The Chinese economy expanded 6.7 percent in the third quarter, helped by higher government spending and a surge in the property sector that compensated for the continued weakness in exports.
The growth rate was in line with analyst expectations and supports the government's optimism that the GDP target for this year will be achieved.
The quarter-on-quarter growth was 1.8 percent, data released by the National Bureau of Statistics (NBS) showed on Wednesday.
The steady GDP data was the result of expanded aggregate demand, supply-side structural reforms and accelerated fostering of new growth drivers, NBS spokesperson Sheng Laiyun said, Xinhua reported.

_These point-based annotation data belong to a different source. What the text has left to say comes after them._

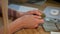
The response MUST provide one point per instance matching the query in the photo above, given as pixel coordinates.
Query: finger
(37, 12)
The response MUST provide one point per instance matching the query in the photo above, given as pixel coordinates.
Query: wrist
(15, 26)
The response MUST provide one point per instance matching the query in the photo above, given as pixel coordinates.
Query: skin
(24, 20)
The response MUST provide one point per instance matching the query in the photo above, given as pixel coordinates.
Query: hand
(29, 21)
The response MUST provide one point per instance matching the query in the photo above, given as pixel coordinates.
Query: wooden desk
(39, 30)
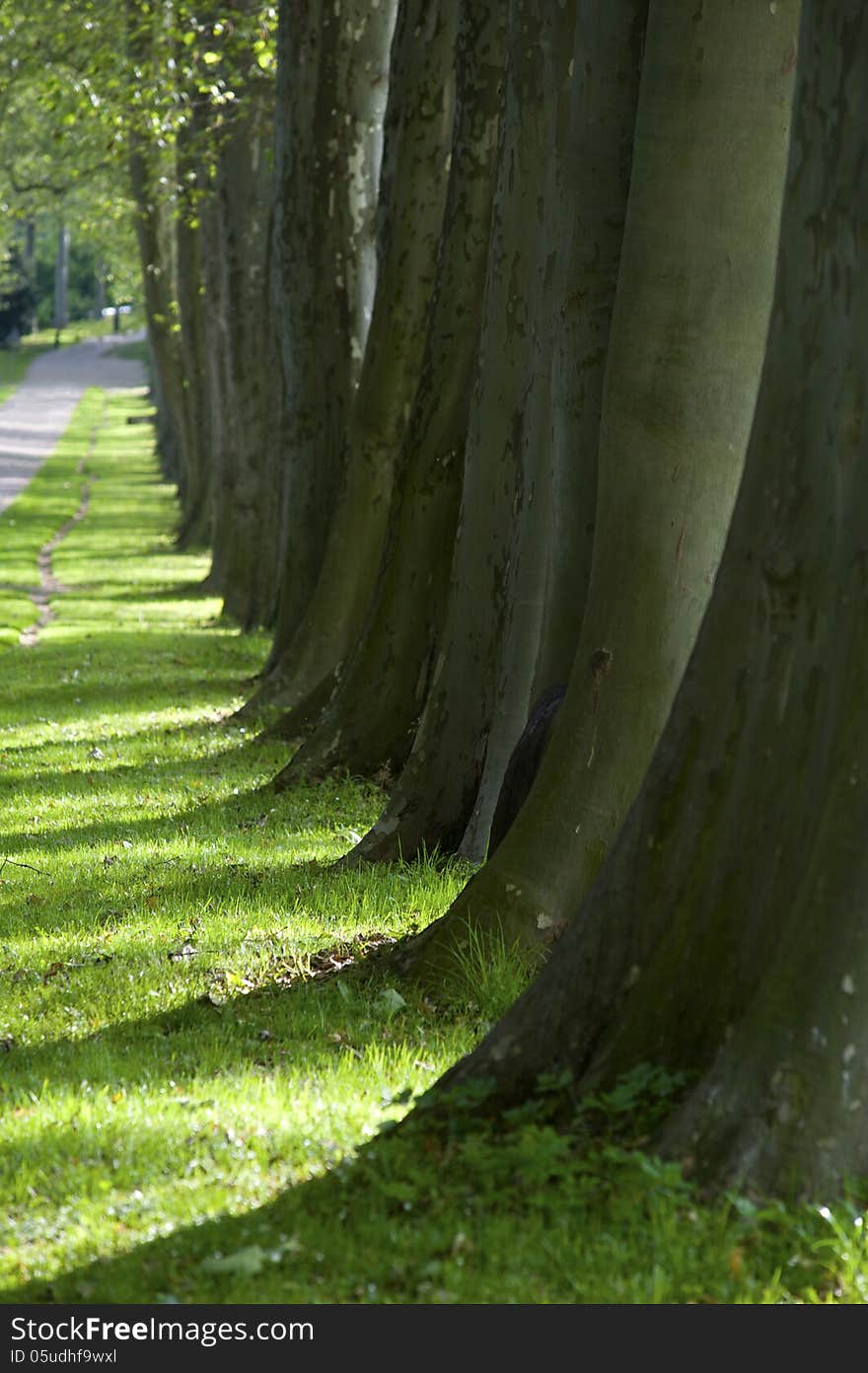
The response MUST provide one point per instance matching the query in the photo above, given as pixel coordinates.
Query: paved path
(35, 417)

However, beneath the veneer of optimism lie tough challenges for the government, analysts have said. A drop in private investment, rising debt and a possible correction in the booming property market have put the onus on the government to sustain growth by ramping up spending.
"Looking ahead, we think that the cooling measures in property market will weigh on China's economy over the coming quarters," Commerzbank economist Zhou Hao in Hong Kong, told Reuters.
The Chinese government's growth target for the full year is of 6.5-7 percent. The economy grew 6.9 percent in 2015, the slowest pace in 25 years.
Credit-fueled housing boom
A World Bank report said last week China will continue to witness a gradual transition to slower, but more sustainable, growth. The Asian growth engine's economy is projected to expand 6.7 percent this year followed by 6.5 percent in 2017 and 6.3 percent in 2018.
With the economy rebalancing toward consumption, services and higher-value-added activities, growth in China will moderate, the report said.
In other data that came in the last week, China's factory output prices grew in September for the first time in almost five years. However, data showed last week exports for September slumped 10 percent from a year earlier, despite the yuan's depreciation in the past year. Imports unexpectedly fell, after ticking higher in August, raising questions over the resilience of domestic demand.
The sputtering growth engine of the world put up a stronger show in recent months aided by billions of dollars of government infrastructure projects and a spreading credit-fueled housing boom.